On a Friday evening I wanted CSV export on an admin screen, so I handed the agent a single line: "Add a CSV export feature to the list view." Forty minutes later, the implementation came back — and it worked. It also duplicated an existing download routine almost line for line in a new file, and the button matched none of the surrounding screens. I rewrote it myself on Monday morning.

The agent was not the problem. My request was. For an indie developer running several projects in parallel, the expensive part is rarely the time an agent spends working — it is the time you spend fixing what comes back. After that Monday, I rebuilt how I size tasks and write briefs, and the shape of my rework changed visibly. These are the rules, with the actual briefs included.
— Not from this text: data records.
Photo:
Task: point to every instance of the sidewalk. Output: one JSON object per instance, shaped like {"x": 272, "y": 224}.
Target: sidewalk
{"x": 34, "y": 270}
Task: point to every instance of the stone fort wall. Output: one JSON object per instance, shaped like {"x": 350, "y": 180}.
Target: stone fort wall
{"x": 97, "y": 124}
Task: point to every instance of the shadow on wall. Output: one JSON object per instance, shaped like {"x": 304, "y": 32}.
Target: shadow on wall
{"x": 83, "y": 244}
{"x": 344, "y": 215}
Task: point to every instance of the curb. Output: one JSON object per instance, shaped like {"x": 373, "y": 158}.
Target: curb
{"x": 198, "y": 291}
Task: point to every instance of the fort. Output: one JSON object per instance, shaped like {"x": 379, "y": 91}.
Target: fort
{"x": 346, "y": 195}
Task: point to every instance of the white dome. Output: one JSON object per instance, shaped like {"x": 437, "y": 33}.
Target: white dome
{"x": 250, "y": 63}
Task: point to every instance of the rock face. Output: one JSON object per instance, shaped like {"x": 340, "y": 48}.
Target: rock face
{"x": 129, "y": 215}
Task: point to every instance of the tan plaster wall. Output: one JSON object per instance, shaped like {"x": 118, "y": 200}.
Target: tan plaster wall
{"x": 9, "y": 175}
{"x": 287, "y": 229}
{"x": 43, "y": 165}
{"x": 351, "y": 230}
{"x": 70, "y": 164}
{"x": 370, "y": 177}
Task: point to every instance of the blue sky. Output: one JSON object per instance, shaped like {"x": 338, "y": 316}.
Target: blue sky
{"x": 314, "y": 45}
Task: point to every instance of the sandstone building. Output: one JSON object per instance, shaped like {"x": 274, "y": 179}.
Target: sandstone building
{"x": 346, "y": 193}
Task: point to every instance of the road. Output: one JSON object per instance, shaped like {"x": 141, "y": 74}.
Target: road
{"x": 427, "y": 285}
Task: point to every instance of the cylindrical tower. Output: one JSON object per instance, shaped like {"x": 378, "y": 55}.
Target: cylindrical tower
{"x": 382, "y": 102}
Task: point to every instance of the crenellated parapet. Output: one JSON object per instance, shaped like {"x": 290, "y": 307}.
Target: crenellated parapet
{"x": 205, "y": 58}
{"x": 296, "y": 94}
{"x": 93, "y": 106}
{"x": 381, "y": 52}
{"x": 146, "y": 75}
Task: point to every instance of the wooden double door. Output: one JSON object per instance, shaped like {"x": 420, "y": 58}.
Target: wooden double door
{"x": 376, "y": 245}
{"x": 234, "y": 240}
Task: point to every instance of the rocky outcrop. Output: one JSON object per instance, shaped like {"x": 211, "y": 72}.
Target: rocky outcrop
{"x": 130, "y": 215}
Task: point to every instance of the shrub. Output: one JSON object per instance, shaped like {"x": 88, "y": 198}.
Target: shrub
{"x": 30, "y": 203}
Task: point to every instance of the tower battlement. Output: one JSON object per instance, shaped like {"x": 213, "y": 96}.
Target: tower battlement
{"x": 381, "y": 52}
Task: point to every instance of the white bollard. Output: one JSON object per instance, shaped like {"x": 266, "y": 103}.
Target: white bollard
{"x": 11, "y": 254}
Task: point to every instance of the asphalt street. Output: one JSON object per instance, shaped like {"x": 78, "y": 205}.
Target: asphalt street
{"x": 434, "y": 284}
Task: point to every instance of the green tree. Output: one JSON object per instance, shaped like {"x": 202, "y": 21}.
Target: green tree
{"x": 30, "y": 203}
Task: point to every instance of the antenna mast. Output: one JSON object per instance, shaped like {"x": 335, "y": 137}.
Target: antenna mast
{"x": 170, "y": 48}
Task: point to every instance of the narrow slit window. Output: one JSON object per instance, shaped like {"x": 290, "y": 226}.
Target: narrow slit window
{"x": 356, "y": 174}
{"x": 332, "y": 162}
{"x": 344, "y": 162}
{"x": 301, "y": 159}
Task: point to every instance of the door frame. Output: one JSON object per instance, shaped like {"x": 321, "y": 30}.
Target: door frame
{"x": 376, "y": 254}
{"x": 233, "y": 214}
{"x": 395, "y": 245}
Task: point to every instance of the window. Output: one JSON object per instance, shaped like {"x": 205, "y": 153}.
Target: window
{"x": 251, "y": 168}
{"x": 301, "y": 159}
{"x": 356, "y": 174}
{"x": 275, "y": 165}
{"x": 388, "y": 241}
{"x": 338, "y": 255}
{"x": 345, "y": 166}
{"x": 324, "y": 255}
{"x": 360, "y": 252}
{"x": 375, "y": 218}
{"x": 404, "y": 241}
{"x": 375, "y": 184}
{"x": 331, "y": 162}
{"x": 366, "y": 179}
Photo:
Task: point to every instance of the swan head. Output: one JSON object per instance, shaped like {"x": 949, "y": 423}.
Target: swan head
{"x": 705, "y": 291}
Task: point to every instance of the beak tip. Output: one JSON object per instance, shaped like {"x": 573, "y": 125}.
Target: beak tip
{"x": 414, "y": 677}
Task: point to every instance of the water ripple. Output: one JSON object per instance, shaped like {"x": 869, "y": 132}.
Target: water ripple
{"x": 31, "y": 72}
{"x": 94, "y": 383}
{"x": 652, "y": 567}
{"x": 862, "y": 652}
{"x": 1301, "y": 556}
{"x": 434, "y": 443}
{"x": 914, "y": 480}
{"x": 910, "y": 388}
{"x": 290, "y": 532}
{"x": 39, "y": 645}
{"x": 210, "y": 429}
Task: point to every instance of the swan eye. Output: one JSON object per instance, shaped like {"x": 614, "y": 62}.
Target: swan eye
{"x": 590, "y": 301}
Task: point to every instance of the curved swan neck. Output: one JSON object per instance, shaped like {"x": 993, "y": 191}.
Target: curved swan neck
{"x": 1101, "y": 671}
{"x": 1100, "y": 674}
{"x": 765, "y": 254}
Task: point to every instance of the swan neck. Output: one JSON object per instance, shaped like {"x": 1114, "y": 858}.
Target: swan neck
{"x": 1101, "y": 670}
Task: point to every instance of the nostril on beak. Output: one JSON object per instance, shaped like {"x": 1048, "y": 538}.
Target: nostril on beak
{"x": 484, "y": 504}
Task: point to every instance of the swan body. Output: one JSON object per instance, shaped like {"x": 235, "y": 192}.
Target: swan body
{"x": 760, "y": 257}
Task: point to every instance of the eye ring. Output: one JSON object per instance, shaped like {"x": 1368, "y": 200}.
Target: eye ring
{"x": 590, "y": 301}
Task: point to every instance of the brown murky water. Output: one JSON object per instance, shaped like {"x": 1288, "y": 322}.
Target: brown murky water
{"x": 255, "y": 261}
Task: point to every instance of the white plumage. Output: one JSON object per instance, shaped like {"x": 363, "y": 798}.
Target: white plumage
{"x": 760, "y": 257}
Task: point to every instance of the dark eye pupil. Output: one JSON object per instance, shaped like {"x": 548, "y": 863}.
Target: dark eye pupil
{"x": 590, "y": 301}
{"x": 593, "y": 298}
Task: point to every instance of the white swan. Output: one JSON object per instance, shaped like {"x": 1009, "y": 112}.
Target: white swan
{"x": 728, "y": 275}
Why big requests break — count the hidden decisions

Afterward, I counted the implicit decisions buried in that one-line request. Which file the feature lives in. Whether to reuse the existing export logic. Whether current filters apply. Which encoding to write. Where the button goes and how it is styled. Conservatively, more than ten.

Handing over one line means the agent makes all ten decisions alone. Worse, decisions stack like building blocks: one early misjudgment — "no need to look at existing download code" — and the remaining nine are stacked correctly on top of a wrong foundation. When a result is "working but unusable," what is broken is usually not the code. It is the premise underneath it.

The opposite extreme fails too. Split the work into ten chat-sized questions and the context shatters; every exchange loses the premises of the last one, and you pay the re-explanation tax each time. If both ends fail, the question becomes where to cut.

One task = what I can review in fifteen minutes

The rule I landed on: a task is the amount of output I can read and judge in about fifteen minutes. Anything larger gets split.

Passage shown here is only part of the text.